A sociedade A..., Lda., dedica-se à construção de edifícios, produzindo diversos resíduos no âmbito da sua actividade, nomeadamente óleos usados e resíduos retirados das caixas separadoras óleo/água que também contêm substâncias oleosas.
No dia 18/05/05, na sequência de uma acção de inspecção levada a cabo pela Inspecção-Geral do Ambiente e do Ordenamento do Território, conforme o auto de notícia n.º 566/2005 de 18/05/05 e o relatório de inspecção n.º 1014/2005 de 14/07/05 emitida pela IGAOT, verificou-se que a sociedade arguida detinha nas suas instalações óleos usados e resíduos retirados das caixas separadoras de óleo/água. Após terem sido solicitados os registos trimestrais actualizados com informações relativas às quantidades, condições e características dos óleos usados produzidos, ao processo que lhes deu origem e ao respectivo destino, verificou-se que a arguida encaminha os resíduos para a firma B..., Lda., emitindo guias de transporte para acompanhamento dos resíduos, mas não procede ao registo com informações relativas às quantidades e características dos óleos usados produzidos, ao processo que lhes deu origem e ao respectivo destino, registo esse que deveria ser actualizado trimestralmente.

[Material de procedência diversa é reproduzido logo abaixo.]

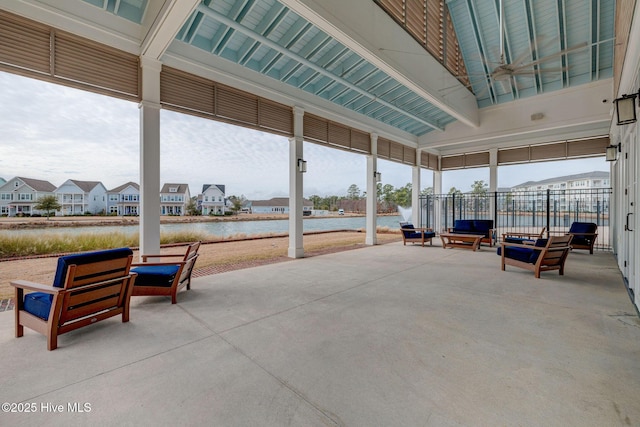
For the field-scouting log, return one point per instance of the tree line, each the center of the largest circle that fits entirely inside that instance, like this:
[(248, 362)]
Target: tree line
[(387, 196)]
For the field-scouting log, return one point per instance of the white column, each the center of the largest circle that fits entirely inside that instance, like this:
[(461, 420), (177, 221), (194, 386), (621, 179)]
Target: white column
[(150, 157), (372, 194), (296, 249), (493, 182), (437, 190), (415, 193)]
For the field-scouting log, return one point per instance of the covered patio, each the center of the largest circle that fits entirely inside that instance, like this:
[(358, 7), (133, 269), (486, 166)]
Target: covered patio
[(383, 335)]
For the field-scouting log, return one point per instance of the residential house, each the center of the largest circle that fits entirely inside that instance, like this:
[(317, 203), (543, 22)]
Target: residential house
[(213, 199), (124, 199), (174, 199), (585, 191), (19, 195), (278, 205), (80, 197)]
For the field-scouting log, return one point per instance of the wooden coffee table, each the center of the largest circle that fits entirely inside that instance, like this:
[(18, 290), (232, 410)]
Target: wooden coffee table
[(463, 241)]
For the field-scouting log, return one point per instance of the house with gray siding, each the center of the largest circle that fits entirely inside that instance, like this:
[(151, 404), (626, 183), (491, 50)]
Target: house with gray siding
[(80, 197), (213, 199), (174, 199), (124, 199), (19, 195)]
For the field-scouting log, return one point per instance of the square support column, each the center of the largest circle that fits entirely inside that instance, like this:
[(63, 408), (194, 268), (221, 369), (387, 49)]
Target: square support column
[(296, 249), (372, 194), (415, 194), (150, 157), (437, 207), (493, 182)]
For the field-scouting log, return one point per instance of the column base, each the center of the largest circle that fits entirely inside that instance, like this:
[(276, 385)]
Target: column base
[(296, 253)]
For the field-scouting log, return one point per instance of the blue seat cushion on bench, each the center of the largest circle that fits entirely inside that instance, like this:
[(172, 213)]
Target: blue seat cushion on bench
[(415, 234), (483, 226), (86, 258), (155, 275), (38, 304), (582, 227)]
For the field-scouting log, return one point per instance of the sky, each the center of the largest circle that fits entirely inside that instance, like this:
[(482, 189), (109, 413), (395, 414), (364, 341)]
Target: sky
[(56, 133)]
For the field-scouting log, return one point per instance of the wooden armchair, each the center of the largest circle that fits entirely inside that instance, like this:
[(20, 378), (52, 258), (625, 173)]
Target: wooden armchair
[(416, 235), (165, 277), (545, 255), (87, 288)]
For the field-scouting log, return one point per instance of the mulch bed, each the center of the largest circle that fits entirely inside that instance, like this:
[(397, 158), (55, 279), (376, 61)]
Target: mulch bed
[(7, 304)]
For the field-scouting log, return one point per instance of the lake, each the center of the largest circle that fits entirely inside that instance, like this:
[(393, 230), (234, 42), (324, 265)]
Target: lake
[(224, 228)]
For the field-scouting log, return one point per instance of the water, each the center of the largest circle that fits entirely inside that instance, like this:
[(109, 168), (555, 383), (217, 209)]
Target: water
[(224, 228)]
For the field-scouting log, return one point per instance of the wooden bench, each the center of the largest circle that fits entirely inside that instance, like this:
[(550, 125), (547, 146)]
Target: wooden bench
[(545, 255), (87, 288), (157, 277)]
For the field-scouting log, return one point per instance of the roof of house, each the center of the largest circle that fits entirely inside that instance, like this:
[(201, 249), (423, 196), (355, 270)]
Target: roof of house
[(574, 177), (182, 188), (86, 186), (123, 186), (205, 187), (278, 201), (38, 184)]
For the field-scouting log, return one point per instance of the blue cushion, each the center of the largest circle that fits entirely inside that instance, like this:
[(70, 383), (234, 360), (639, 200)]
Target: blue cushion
[(518, 240), (581, 241), (583, 227), (38, 304), (86, 258), (541, 243), (155, 275), (483, 225)]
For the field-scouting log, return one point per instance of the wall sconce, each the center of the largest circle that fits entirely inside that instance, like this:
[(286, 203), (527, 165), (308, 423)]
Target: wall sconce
[(612, 152), (626, 108), (302, 165)]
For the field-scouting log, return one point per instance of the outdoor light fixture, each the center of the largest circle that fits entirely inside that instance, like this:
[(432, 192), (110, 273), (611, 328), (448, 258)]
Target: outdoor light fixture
[(302, 165), (626, 108), (612, 152)]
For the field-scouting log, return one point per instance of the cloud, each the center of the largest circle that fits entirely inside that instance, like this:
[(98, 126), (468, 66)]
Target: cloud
[(55, 133)]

Conclui-se assim que a sociedade arguida não respeitou o disposto no art. 22.°, n.º 4, do Decreto - Lei n.º 153/03, de 11/07.
Tal obrigação é necessária, na economia do próprio art. 22°, nº 4, do Decreto-Lei n.º 153/03, de 11/07, à disponibilização dessa informação às autoridades competentes, "quando solicitado", pelo que a obrigação em causa não pode deixar de se considerar abrangida pelo tipo legal de contra-ordenação em apreço, ao estipular que "a omissão do dever de comunicação de dados, ou a errada transmissão destes, conforme previsto no artigo 22.º" (remissão para todo o art. 22.°, inclusive o n.º 4) constitui contra-ordenação, nos termos do n.º 1 do art. 25.° do citado diploma.
Com efeito, o art. 22.° do Decreto-Lei n.º 153/03, de 11/07, prevê não apenas obrigações de comunicação às entidades previstas nos n.ºs 1 a 3, mas também, quando solicitado, às entidades previstas no n.° 4 da referida norma, nas quais a sociedade arguida se integra.
A norma em causa respeita assim o disposto nos arts. 1.º e 2.° do RGCO.
Pelo exposto, deve o presente recurso de impugnação judicial ser julgado improcedente, mantendo-se integralmente a decisão administrativa de fls. 34 - 41.
Da condenação da ré em juros.
De acordo com o disposto no art. 1º ("âmbito") da Lei n." 50/06, de 29/08, que aprova a lei-quadro das contra-ordenações ambientais, a presente lei estabelece o regime aplicável às contra-ordenações ambientais (n.º 1). Constitui contra-ordenação ambiental todo o facto ilícito e censurável que preencha um tipo legal correspondente à violação de disposições legais e regulamentares relativas ao ambiente que consagrem direitos ou imponham deveres, para o qual se comine uma coima (n.º 2). Para efeitos do número anterior, considera-se como legislação e regulamentação ambiental toda a que diga respeito às componentes ambientais naturais e humanas tal como enumeradas na Lei de Bases do Ambiente (n.º 3 da mesma norma).
Prevê o art. 2.° ("regime") da Lei n.º 50/06, de 29/08, que as contra-ordenações ambientais são reguladas pelo disposto na presente lei e, subsidiariamente, pelo regime geral das contra-ordenações.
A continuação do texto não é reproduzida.